Po tych słowach Hołowni zawrzało. „Właśnie przyznał, że próbował wpływać na skład w SN”

Marszałek Sejmu Szymon Hołownia
Marszałek Sejmu Szymon Hołownia Źródło:PAP / Leszek Szymański
Wypowiedź Szymona Hołowni wywołała lawinę komentarzy. „Marszałek Sejmu właśnie przyznał, że próbował wpływać na ustalanie składu orzekającego w Sądzie Najwyższym” – ocenił Paweł Jabłoński z PiS. O które słowa chodzi?

Izba Kontroli Nadzwyczajnej i Spraw Publicznych SN uchyliła postanowienie marszałka Sejmu ws. wygaśnięcia mandatu poselskiego Macieja Wąsika. W czwartek Szymon Hołownia mówił, że zażalenia posłów PiS na jego decyzję przesłał do Izby Pracy i Ubezpieczeń Społecznych Sądu Najwyższego, bo – jak tłumaczył – izba ta gwarantuje stronom tego postępowania „niewątpliwie i niewzruszalne skorzystanie z ich praw”.

Szymon Hołownia argumentował, że zrobił to „w trosce o nich, żeby ich sprawa została rozpoznana przez sąd, który nie budzi żadnych wątpliwości”. Jednak to słowa, które padły później wzbudziły najwięcej emocji. – Dałem temu wyraz w moim piśmie do pana prezesa Sądu Najwyższego kierującego Izbą Pracy i Ubezpieczeń Społecznych, w którym zwróciłem się o powierzenie sprawy składowi orzekającemu, który nie podważy zaufania, jakie sądownictwo powinno wzbudzać w społeczeństwie demokratycznym i państwie prawnym – powiedział marszałek Sejmu.

Gorąco po słowach Szymona Hołowni. „Pozazdrościł Donaldowi Tuskowi sędziego na telefon”

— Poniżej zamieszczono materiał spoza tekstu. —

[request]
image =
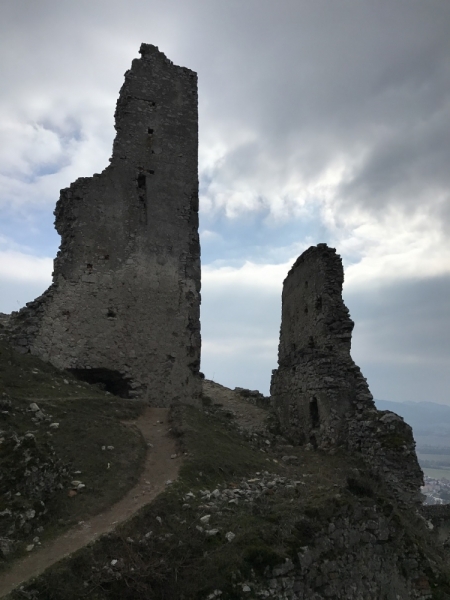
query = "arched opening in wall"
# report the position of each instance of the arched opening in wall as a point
(314, 413)
(313, 441)
(109, 380)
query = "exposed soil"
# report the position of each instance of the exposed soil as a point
(159, 468)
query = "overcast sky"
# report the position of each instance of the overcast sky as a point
(320, 121)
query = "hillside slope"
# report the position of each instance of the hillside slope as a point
(252, 516)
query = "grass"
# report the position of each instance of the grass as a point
(39, 461)
(176, 560)
(161, 553)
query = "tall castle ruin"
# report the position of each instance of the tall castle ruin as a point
(124, 304)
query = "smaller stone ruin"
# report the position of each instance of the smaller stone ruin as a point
(320, 396)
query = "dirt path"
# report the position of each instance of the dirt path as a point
(159, 467)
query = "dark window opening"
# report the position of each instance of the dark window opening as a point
(111, 381)
(314, 413)
(141, 181)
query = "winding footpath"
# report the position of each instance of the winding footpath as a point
(158, 468)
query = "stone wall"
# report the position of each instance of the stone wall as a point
(124, 304)
(319, 394)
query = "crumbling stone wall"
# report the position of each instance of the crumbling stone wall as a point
(319, 394)
(124, 303)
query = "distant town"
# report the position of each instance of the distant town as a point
(437, 491)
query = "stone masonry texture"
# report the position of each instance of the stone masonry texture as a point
(320, 396)
(124, 304)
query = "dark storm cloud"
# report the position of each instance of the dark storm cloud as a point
(339, 105)
(401, 338)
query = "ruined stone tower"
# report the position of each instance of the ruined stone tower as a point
(320, 396)
(124, 304)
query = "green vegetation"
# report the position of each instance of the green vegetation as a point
(42, 451)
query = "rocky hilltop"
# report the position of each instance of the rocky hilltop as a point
(309, 495)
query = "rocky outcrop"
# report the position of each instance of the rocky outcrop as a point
(319, 394)
(123, 308)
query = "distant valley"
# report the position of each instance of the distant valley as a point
(431, 427)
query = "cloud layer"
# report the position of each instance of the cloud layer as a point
(319, 121)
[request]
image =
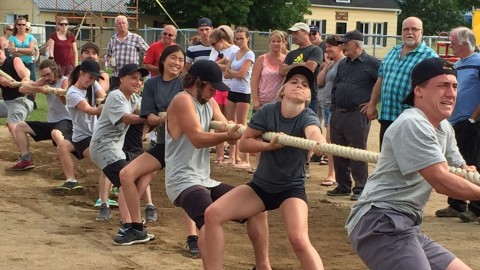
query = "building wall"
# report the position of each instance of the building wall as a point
(358, 15)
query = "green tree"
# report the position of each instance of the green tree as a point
(437, 15)
(256, 14)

Wypowiedź ta jest szeroko komentowana przez posłów opozycji. „Hołownia wskazujący na sposób ustalania składu orzekającego. Wybierający też samodzielnie izby Sądu Najwyższego. Z otwartą przyłbicą – powrót patologii znanych z rządów Donalda Tuska. „Praworządność” pełną gębą” – ocenił za pośrednictwem platformy X Piotr Müller.

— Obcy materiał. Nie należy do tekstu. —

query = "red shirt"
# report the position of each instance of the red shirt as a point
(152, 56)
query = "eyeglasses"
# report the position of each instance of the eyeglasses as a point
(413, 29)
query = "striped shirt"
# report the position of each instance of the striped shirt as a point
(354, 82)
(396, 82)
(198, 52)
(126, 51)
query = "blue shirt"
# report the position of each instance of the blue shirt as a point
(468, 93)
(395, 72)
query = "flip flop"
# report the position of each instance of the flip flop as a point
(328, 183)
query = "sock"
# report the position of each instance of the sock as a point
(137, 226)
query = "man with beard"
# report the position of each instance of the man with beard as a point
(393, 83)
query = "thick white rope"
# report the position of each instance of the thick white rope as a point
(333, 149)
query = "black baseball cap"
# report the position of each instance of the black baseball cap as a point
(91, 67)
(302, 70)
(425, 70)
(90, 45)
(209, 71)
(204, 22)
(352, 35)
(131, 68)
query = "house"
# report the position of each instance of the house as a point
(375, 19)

Do słów marszałka odniósł się też Mariusz Błaszczak. „Już nawet nie stwarzają pozorów. Marszałek Hołownia pozazdrościł Tuskowi sędziego na telefon i właśnie przyznał, że próbował wpływać na skład orzekający w Sądzie Najwyższym. Ich bezczelność już wcześniej porażała, a likwidacja mediów sprawiła, że poczuli się jeszcze pewniej” – ocenił szef KP PiS.

„A całkiem serio: Marszałek Sejmu właśnie przyznał, że próbował wpływać na ustalanie składu orzekającego w Sądzie Najwyższym. To nie tylko przekroczenie uprawnień, ale poważny delikt konstytucyjny. Szymon Hołownia musi ponieść za to konsekwencje przewidziane prawem” – ocenił Paweł Jabłoński.

Hołownia: Zwróciłem się o powierzenie sprawy składowi orzekającemu, który nie podważy zaufania

„Hołownia przebił właśnie sędziego na telefon z czasów Tuska” – pisze Sebastian Kaleta (PiS).

twitter

Innego zdania jest Kamila Gasiuk-Pihowicz. „Nie ma żadnego zamieszania wokół mandatów obu skazanych prawomocnym wyrokiem panów z PiS. Kamiński i Wąsik utracili prawo wybieralności i nie są już posłami. Bez względu na to ilu neosędziów będzie chciało ich uratować” – wskazała posłanka Koalicji Obywatelskiej.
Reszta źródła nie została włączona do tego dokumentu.